Execute the script under the score context. The score context runs a script as if the script were in a script_score function in a function_score query.

POST /books/_search
{
  "query": {
    "function_score": {
      "script_score": {
        "script": {
          "id": "agg_ratings",
          "params": {
            "factor": 2.0
          }
        }
      }
    }
  }
}

The params object specifies the factor as 2.0, which will scale the average ratings to a 0–10 range.

A sample response might look as follows:

{
    "took": 330,
    "timed_out": false,
    "_shards": {...},
    "hits": {
        "total": {"value": 3, "relation": "eq"},
        "max_score": 10.0,
        "hits": [
            {
                "_index": "books",
                "_id": "2",
                "_score": 10.0,
                "_source": {
                    "name": "Faust",
                    "ratings": [5, 5, 5]
                }
            },
            {
                "_index": "books",
                "_id": "1",
                "_score": 8.0,
                "_source": {
                    "name": "Beneath the Wheel",
                    "ratings": [4, 3, 5]
                }
            },
            {
                "_index": "books",
                "_id": "3",
                "_score": 5.3333335,
                "_source": {
                    "name": "The Odyssey",
                    "ratings": [2, 1, 5]
                }
            }
        ]
    }
}

Here, _score is the average of the document’s ratings multiplied by the specified factor of 2.0. This confirms that the Python script correctly evaluates the provided documents and parameters.

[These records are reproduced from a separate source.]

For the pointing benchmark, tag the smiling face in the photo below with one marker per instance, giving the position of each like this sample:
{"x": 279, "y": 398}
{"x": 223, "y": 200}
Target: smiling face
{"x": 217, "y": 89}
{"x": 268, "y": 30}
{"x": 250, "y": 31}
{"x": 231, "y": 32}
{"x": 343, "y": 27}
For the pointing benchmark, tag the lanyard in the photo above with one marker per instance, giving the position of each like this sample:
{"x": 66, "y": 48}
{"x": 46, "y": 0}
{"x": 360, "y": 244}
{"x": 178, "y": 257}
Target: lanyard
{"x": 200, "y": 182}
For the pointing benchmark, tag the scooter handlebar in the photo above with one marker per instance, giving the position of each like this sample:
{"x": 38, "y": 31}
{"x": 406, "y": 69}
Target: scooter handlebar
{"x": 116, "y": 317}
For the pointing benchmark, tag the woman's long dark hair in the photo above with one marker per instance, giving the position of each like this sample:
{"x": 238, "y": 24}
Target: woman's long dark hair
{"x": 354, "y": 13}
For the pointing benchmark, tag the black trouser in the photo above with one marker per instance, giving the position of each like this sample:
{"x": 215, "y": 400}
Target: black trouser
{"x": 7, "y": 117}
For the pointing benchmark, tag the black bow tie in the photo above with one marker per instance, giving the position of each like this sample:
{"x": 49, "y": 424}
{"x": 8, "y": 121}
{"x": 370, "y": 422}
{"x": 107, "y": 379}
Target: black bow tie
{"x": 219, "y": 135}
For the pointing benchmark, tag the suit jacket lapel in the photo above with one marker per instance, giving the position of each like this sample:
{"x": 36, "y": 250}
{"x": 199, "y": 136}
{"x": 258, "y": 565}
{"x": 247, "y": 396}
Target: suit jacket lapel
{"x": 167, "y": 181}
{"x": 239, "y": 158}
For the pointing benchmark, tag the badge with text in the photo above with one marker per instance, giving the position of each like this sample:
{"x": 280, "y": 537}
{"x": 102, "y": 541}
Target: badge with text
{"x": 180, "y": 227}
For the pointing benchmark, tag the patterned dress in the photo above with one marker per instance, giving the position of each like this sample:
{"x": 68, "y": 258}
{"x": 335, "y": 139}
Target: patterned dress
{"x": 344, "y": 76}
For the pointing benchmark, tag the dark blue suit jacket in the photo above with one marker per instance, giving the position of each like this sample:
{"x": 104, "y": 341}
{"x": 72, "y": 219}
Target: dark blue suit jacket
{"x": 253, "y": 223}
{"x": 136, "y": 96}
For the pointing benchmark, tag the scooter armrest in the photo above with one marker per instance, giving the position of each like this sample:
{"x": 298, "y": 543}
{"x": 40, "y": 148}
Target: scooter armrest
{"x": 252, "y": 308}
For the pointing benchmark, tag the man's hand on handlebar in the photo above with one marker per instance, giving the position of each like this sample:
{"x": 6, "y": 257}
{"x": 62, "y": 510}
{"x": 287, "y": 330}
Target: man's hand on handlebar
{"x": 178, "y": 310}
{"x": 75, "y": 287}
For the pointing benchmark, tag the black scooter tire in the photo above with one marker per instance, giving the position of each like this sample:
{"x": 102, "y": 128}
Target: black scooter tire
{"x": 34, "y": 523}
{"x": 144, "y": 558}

Demo2: Post-processing tensor output in neural search

Neural search applies language models to transform document texts into vector embedding for a better performance in semantic search. It supports using externally hosted models to embed documents. This tutorial explains the process in more details. However, different language model vendors return tensors wrapped in different formats. Historically, users have to write Painless scripts to transform the data to a unified format that can be recognized by the document ingestion pipeline. In this demonstration, we use Python to process responses from the Bedrock Cohere embed-english model. The following steps follow the standard way to connect to externally hosted models and is modified from this blueprint; we only alter the post-processing part to use custom Python script. Irrelevant parts are omitted for brevity.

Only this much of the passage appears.